I fold my arms and smile in what I hope is a condescending manner. I’d like to look down my nose at him, but he’s towering over me.
“It’s deliberate,” I say. “I want the words to be spaced out at the beginning and then get closer together and smaller as I go down the page.”
He looks intrigued. There’s no sign of belligerence. Perhaps he’s in a gentle mood this evening. I explain that it’s a submission to the literary journal The Letters Page, edited by my favourite writer, Jon McGregor. The idea of the journal is to send a real letter containing something literary. A select few are published. You can download the journal for free and read Jon’s poetic editorial. Oh, and the letters.

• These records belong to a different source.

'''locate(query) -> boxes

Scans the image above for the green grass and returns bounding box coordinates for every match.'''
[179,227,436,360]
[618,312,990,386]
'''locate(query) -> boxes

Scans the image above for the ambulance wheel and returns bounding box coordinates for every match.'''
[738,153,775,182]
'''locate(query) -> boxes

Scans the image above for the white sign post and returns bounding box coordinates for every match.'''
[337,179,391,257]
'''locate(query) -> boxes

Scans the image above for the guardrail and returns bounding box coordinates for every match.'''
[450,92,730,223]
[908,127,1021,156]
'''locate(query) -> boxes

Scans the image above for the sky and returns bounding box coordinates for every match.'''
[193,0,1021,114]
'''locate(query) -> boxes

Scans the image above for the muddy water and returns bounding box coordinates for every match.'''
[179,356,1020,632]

“Mine probably won’t be published, but I love the concept so I’m writing in,” I say. “Look how you can add an extra layer of meaning to your story by the way you present the letter.”
I show him the pdf of the summer edition of the journal, in which extracts of the original letters have been scanned.
“I’m sending mine with a balloon because it’s the basis of my story-letter,” I add.
He starts to grin in that smug way he has.
I stop. “What’s so funny?”
“Can’t you see? You’re creating a graphic story.”
“Rubbish. It’s a letter. I’m simply doing what the protagonist would do if she really were writing the letter. Don’t you want a beer or something?”
He has a point. Not that I’m admitting he’s right. I shove a beer into his hands and escape into the cave to get a bottle of red wine and prepare myself for his inevitable attack.
Tonight, however, he’s in a pacific mood. He talks about his hero, Scott McCloud, who wrote a (comic) book called ‘Understanding Comics’. I’ve read it. It’s brilliant, fascinating, surprising. But there’s no need for me to tell my enemy-friend this.
After a few beers he tells me that there’s not as much difference as you’d think between words and pictures. He tries to convince me that words are a kind of contemporary art, so that the word ‘cow’ is a graphic image that conjures up the picture of a cow in our imagination.
After a few more beers he launches into a lament that too many people think picture-stories are for children.
After a beer too many, he recounts an experience in a Bordeaux hospital waiting room. He was reading a Tardi graphic novel. Beside him, a man was reading a word novel. During the long wait, several people stopped and chatted to the man about the word novel. Nobody talked to my friend about his comic book.
I suggest it was perhaps because he looks like an escaped convict rather than because of his reading matter (I’d had a beer too many as well).
The next morning I sit down with an Alka-Seltzer to continue my graphic-story-letter.
In the name of research, I dig out the box of correspondence I’ve kept since my childhood and look through it (procrastination: every writer’s friend).
There are blurred words from tears. There are food stains and crumbs. There’s a scent of violets and a dried flower.
I miss not writing or receiving letters. I have a sudden desire to boycott the sterile perfection of processed words. I pick up my fountain pen and continue writing.
Jon McGregor, as I suspected, is a genius.